German automakers like BMW, Mercedes, Volkswagen and Porsche were seen as likely victims of Chinese retaliation because their huge imports of high-priced upmarket vehicles were sitting ducks. Stock prices dived.

Since then, the scope of any possible retaliation has expanded to include other industries with much more serious implications for EU trade.

“The European Union is getting more than it bargained for. Following the bloc’s move last week to slap tariffs on imports of electric vehicles made in China, Beijing has opened an anti-dumping investigation into imported pork and its byproducts. It’s a smart move by Beijing,” BreakingViews columnist Hudson Lockett said.

As tensions rise between China, Europe and the U.S., Jeep and Fiat owner Stellantis has come out against tariffs on vehicle imports. Carlos Tavares, CEO of the company, previously called tariffs on Chinese EVs a “trap” and warned that they risk making everyone worse off.

In response, his company announced this week that it would shift production of Chinese automaker Leapmotor’s products to Poland to skirt EU tariffs on Chinese EVs.

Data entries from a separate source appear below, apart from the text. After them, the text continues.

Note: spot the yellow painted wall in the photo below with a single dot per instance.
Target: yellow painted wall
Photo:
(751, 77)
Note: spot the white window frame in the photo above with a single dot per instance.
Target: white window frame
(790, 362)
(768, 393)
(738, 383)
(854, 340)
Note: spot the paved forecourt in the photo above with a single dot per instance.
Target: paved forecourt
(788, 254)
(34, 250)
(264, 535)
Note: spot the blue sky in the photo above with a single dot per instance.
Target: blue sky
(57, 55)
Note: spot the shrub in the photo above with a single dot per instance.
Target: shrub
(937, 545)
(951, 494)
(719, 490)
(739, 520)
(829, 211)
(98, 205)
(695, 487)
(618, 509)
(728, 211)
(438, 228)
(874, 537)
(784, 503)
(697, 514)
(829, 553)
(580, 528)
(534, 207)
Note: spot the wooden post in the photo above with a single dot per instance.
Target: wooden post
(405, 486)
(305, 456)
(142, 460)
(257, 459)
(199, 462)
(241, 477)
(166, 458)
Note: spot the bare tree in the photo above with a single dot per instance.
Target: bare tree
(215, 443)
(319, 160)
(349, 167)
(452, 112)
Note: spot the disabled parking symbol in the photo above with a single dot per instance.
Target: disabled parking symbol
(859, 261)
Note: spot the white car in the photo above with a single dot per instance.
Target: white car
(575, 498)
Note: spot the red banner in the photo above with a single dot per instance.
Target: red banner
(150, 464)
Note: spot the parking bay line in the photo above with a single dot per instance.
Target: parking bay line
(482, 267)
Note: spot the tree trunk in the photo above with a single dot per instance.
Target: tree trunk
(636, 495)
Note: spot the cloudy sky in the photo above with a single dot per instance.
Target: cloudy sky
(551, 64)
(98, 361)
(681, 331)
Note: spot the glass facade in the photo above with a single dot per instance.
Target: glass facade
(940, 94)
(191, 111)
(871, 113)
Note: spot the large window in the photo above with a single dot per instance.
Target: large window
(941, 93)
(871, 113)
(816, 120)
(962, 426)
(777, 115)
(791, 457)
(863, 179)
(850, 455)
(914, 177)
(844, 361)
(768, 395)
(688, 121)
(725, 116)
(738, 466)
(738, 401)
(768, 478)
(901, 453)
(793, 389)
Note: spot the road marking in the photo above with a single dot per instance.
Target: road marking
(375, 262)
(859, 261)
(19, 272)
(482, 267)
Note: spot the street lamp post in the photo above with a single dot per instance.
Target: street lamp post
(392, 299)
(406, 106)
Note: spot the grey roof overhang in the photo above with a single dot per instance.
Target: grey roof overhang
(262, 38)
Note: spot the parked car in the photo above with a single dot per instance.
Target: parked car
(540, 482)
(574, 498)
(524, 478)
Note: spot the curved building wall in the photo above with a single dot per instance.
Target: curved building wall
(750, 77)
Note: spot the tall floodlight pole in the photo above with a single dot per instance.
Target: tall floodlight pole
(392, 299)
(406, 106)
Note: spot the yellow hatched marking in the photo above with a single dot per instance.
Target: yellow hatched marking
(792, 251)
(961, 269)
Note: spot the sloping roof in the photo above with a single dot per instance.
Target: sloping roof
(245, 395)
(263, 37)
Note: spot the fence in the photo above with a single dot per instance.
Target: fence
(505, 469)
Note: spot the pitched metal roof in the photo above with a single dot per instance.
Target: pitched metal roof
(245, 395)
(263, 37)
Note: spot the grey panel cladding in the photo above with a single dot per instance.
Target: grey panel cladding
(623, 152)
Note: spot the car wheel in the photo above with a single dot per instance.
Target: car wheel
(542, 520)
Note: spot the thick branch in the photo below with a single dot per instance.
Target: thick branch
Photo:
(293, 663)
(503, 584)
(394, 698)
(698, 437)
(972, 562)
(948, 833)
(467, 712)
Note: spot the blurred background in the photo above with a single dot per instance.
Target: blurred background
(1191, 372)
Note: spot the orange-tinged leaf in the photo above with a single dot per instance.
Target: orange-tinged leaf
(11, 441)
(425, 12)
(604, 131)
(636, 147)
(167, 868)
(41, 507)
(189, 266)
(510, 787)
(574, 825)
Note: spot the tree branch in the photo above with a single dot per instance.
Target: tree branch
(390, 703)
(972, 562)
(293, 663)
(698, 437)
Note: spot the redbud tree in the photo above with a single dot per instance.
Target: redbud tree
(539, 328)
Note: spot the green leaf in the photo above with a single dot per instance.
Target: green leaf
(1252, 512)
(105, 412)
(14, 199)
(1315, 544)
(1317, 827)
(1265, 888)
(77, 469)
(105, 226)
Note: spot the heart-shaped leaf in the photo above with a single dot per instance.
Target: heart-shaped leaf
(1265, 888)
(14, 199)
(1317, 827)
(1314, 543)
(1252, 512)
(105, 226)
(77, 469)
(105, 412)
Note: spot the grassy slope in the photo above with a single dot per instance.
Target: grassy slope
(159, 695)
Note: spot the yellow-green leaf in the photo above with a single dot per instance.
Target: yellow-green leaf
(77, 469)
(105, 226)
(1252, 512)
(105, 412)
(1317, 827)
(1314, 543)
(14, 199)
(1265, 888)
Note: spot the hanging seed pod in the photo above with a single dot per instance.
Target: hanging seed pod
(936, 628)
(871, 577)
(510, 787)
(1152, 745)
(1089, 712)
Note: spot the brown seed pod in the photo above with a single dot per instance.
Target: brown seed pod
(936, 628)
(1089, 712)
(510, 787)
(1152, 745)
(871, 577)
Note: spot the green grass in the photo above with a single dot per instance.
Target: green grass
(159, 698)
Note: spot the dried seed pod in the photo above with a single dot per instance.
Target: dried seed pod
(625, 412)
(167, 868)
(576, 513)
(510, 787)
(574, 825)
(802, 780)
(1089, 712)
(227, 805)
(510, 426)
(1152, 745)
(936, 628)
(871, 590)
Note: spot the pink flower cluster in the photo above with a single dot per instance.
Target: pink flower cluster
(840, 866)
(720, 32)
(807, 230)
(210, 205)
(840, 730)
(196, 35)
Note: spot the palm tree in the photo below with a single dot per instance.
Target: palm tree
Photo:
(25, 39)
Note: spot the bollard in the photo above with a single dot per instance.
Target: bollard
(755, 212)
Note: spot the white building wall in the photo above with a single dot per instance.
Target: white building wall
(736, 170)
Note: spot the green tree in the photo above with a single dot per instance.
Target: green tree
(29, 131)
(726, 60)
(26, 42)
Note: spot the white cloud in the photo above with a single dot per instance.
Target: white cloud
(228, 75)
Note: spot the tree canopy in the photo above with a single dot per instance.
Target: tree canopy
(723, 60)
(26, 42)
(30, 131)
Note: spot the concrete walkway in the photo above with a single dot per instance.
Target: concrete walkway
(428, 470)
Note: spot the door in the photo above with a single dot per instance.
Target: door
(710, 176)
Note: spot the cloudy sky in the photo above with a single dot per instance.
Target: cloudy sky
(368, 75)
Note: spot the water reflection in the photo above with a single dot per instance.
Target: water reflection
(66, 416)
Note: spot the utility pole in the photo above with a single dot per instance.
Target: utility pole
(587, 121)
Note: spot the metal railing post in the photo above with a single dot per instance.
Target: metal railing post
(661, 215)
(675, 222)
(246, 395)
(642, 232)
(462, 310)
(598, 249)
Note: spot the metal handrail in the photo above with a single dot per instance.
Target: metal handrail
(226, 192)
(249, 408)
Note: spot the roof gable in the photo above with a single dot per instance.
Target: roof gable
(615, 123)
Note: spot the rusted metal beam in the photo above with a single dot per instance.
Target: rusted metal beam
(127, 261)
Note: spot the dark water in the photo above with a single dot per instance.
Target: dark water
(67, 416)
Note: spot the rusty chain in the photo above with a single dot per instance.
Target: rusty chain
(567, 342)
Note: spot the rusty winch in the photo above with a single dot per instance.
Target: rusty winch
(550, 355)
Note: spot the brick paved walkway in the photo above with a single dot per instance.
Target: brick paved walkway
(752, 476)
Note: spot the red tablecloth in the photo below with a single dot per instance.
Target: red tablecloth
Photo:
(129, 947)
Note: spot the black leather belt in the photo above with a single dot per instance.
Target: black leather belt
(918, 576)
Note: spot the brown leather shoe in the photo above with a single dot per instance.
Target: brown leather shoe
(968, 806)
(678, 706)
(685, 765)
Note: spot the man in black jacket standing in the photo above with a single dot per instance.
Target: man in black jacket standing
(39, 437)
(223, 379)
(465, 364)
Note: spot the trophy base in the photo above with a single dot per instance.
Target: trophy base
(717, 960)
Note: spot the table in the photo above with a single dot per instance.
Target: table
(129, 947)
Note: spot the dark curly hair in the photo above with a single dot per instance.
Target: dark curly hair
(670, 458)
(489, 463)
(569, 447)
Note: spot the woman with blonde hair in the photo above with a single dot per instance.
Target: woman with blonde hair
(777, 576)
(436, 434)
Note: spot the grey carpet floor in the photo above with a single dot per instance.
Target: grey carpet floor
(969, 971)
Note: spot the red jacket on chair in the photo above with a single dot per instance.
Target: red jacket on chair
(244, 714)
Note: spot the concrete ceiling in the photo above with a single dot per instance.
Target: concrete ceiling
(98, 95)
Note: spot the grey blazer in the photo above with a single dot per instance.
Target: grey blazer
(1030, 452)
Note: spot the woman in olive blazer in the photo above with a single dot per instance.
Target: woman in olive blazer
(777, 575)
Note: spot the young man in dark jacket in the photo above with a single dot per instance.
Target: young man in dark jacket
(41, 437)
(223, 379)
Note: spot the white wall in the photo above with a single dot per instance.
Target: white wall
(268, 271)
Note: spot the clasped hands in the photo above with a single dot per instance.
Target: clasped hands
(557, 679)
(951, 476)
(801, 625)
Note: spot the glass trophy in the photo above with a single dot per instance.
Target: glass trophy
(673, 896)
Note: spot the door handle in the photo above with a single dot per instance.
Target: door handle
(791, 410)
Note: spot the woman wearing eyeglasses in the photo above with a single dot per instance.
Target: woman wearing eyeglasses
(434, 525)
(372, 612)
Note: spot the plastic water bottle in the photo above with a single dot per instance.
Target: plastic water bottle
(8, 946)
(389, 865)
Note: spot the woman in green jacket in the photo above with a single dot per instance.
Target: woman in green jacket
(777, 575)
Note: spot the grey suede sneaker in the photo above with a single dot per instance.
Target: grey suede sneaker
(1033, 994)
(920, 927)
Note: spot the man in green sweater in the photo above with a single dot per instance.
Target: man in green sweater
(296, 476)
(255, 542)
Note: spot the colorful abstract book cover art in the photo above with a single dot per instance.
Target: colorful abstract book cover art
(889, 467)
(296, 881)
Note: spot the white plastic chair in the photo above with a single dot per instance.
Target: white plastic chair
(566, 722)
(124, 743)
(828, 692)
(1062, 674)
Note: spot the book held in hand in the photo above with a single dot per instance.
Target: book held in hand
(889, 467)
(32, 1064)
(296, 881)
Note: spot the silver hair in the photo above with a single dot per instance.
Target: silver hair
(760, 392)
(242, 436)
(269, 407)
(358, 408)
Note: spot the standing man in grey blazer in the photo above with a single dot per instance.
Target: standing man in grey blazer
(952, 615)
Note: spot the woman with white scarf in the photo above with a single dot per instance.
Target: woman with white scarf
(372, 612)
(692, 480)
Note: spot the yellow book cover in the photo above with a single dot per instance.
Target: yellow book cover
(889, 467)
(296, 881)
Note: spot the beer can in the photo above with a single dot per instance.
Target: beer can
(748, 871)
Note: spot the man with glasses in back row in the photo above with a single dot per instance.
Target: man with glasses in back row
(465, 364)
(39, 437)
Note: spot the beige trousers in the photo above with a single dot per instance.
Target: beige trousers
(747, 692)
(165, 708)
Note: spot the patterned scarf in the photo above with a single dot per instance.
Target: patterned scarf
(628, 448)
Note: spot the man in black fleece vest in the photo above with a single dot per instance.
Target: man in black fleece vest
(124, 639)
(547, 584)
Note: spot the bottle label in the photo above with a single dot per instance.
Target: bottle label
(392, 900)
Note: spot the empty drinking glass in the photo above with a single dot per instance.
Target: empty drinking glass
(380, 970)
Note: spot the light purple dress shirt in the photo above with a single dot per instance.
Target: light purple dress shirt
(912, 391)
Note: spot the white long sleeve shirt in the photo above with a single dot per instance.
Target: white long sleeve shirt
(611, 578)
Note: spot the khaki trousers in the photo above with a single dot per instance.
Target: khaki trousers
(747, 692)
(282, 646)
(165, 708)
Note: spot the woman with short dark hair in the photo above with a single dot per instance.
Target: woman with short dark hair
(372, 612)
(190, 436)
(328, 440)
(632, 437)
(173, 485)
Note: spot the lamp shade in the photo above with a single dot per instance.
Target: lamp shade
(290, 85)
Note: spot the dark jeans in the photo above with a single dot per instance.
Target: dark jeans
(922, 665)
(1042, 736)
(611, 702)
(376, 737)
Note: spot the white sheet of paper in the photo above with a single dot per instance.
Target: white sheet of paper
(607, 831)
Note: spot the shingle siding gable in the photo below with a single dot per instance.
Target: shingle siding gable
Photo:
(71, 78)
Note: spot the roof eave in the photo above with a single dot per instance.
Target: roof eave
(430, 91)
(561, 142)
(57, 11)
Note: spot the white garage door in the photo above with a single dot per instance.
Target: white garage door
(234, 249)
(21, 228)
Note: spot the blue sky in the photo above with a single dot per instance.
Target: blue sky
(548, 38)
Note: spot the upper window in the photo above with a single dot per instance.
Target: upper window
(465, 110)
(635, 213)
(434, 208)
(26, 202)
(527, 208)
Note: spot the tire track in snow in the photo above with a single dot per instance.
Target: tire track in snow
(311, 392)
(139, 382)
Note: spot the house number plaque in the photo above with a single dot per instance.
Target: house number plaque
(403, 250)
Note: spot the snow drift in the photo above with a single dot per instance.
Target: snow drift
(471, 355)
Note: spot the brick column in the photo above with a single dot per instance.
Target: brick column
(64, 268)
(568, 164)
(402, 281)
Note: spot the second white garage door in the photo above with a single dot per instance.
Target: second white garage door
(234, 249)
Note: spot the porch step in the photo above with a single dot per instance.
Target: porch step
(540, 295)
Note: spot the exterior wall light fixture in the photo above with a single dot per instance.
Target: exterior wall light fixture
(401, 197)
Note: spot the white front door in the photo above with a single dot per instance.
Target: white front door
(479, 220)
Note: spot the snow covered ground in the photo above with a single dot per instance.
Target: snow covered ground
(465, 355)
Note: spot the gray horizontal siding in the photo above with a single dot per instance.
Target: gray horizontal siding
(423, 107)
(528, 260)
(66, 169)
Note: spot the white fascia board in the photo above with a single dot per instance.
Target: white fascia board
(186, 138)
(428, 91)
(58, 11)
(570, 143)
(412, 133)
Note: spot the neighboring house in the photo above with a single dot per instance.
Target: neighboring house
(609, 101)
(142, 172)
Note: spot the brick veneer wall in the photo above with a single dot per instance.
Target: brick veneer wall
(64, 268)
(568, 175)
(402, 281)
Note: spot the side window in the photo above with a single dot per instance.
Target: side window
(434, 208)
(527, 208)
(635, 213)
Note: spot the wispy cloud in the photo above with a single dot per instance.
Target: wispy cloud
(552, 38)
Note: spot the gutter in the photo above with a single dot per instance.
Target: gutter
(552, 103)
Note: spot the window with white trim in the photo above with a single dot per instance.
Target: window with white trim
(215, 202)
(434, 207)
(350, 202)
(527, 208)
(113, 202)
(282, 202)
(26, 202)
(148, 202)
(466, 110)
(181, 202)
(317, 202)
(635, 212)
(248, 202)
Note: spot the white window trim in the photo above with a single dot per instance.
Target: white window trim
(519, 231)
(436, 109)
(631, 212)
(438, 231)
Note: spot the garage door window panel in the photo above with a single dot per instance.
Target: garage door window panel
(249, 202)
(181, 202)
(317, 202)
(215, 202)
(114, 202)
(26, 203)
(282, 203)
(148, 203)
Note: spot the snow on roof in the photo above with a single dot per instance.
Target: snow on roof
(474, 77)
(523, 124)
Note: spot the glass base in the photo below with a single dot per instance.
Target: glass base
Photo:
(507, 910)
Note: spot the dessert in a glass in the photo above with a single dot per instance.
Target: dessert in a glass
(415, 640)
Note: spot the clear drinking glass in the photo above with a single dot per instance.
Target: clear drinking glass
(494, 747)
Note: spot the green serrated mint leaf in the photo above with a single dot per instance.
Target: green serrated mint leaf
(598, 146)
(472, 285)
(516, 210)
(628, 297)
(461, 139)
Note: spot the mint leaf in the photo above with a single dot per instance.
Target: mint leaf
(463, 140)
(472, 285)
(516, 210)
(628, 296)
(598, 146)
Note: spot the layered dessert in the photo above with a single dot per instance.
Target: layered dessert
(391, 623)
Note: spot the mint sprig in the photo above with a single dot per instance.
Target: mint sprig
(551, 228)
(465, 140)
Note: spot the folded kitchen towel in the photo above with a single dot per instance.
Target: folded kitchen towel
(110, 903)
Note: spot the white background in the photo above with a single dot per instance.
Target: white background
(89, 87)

3rd Gear: Ferrari’s First EV Is Coming

Electric vehicles, whether Chinese or otherwise, seem to be here to stay. It’s for that reason that everyone from Ford to Porsche is plowing millions into the development of new electric vehicles to keep their existing buyers hooked and try and draw in new customers. But while luxury rivals Aston Martin may have pushed back its electric ambitions, Ferrari is sticking to the game plan and teased new details about its upcoming EV.

What are those important details, I hear you ask? Well the Italian automaker is now preparing to open a new plant that will assemble the electric model, which Reuters reports will cost around $500,000. As per the site:

The Italian brand, famed for its roaring petrol engines, has said it will launch an electric car late next year, and the planned price shows its confidence that ultra-wealthy drivers are ready for it, even as mass-market rivals are slashing electrical vehicle (EV) prices amid faltering demand.

The price tag, which doesn’t include features and personal touches that typically add 15-20%, is well above the average sale price of around 350,000 euros, including extras, for a Ferrari in the first quarter of this year, and many rival luxury EVs.

As well as the $500,000 electric car that will break cover next year, Ferrari’s new facility will also be home to production of future gas-powered models and hybrid cars from the Italian marque. The facility will enable the company to increase its output from 14,000 cars annually up to around 20,000 cars per year, reports Reuters.

Presumably, increased capacity for the automaker is essential to capitalize on the eye-watering demand it’s seeing for its Purosangue SUV, which is currently sold out until at least 2026.

4th Gear: Ford To Expand Layoffs

After securing a new contract for its American workers last year following weeks of strike action from the United Auto Workers union, the layoffs might be about to hit Ford. However, the cuts could come outside our borders as the automaker looks to trim its staff overseas.

The Mustang maker is reportedly undergoing some pretty serious restructuring efforts that could see it cut staff in Europe, reports the Detroit Free Press. The job cuts are expected to hit Ford offices in Germany, Spain and the UK. As the Free Press reports:

It is unclear how many additional job cuts are foreseen in Germany under the new restructuring plan, which comes on top of a previous restructuring program, said Benjamin Gruschka, who is head of the works council at Ford’s Cologne plant.

Gruschka added that a decision is expected by the end of June.

Ford has half completed its previous restructuring that called for 2,300 job cuts in Germany, reducing the staff number in the country to 13,000, according to Gruschka.

The cuts in Germany follow similar trimming efforts that were announced for Ford’s plants in Spain. Across the country, the Blue Oval is working to reduce its headcount by 1,600 workers. This follows an earlier pledge to cut staffing numbers by as much as 3,800 people across Europe.

Ford is blaming most of the cuts on its pivot to electric vehicles across Europe, which it says require fewer people to assemble.